Dynamic Memory Networks for Visual and Textual Question Answering
Caiming Xiong
and
Stephen Merity
and
Richard Socher
arXiv e-Print archive - 2016 via Local arXiv
Keywords:
cs.NE, cs.CL, cs.CV
First published: 2016/03/04 (8 years ago) Abstract: Neural network architectures with memory and attention mechanisms exhibit
certain reasoning capabilities required for question answering. One such
architecture, the dynamic memory network (DMN), obtained high accuracy on a
variety of language tasks. However, it was not shown whether the architecture
achieves strong results for question answering when supporting facts are not
marked during training or whether it could be applied to other modalities such
as images. Based on an analysis of the DMN, we propose several improvements to
its memory and input modules. Together with these changes we introduce a novel
input module for images in order to be able to answer visual questions. Our new
DMN+ model improves the state of the art on both the Visual Question Answering
dataset and the \babi-10k text question-answering dataset without supporting
fact supervision.
Dynamic Memory Network has:
1. **Input module**: This module processes the input data about which a question is being asked into a set of vectors termed facts. This module consists of GRU over input words.
2. **Question Module**: Representation of question as a vector. (final hidden state of the GRU over the words in the question)
3. **Episodic Memory Module**: Retrieves the information required to answer the question from the input facts (input module). Consists of two parts
1. attention mechanism
2. memory update mechanism
To get it more intuitive: When we see a question, we only have the question in our memory(i.e. the initial memory vector == question vector), then based on our question and previous memory we pass over the input facts and generate a contextual vector (this is the work of attention mechanism), then memory is updated again based upon the contextual vector and the previous memory, this is repeated again and again.
4. **Answer Module**: The answer module uses the question vector and the most updated memory from 3rd module to generate answer. (a linear layer with softmax activation for single word answers, RNNs for complicated answers)
**Improved DMN+**
The input module used single GRU to process the data. Two shortcomings:
1. The GRU only allows sentences to have context from sentences before them, but not after them. This prevents information propagation from future sentences. Therfore bi-directional GRUs were used in DMN+.
2. The supporting sentences may be too far away from each other on a word level to allow for these distant sentences to interact through the word level GRU. In DMN+ they used sentence embeddings rather than word embeddings. And then used the GRUs to interact between the sentence embeddings(input fusion layer).

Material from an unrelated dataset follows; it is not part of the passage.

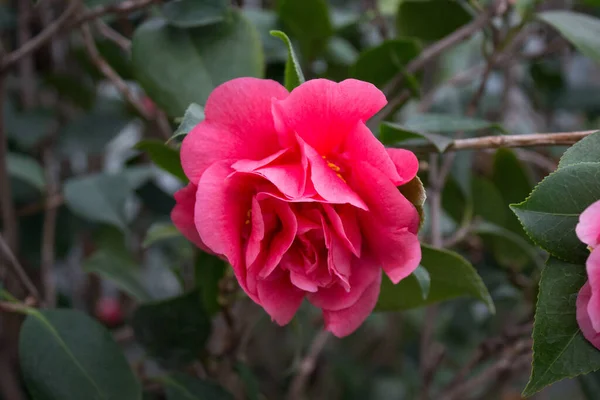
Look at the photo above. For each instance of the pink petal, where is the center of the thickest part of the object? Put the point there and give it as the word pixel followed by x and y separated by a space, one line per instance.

**For Visual Question Answering**
Split the image into parts, consider them parallel to sentences in input module for text. Linear layer with tanh activation to project the regional vectors(from images) to textual feature space (for text based question answering they used positional encoding for embedding sentences). Again use bi-directional GRUs to form the facts. Now use the same process as mentioned for text based question answering.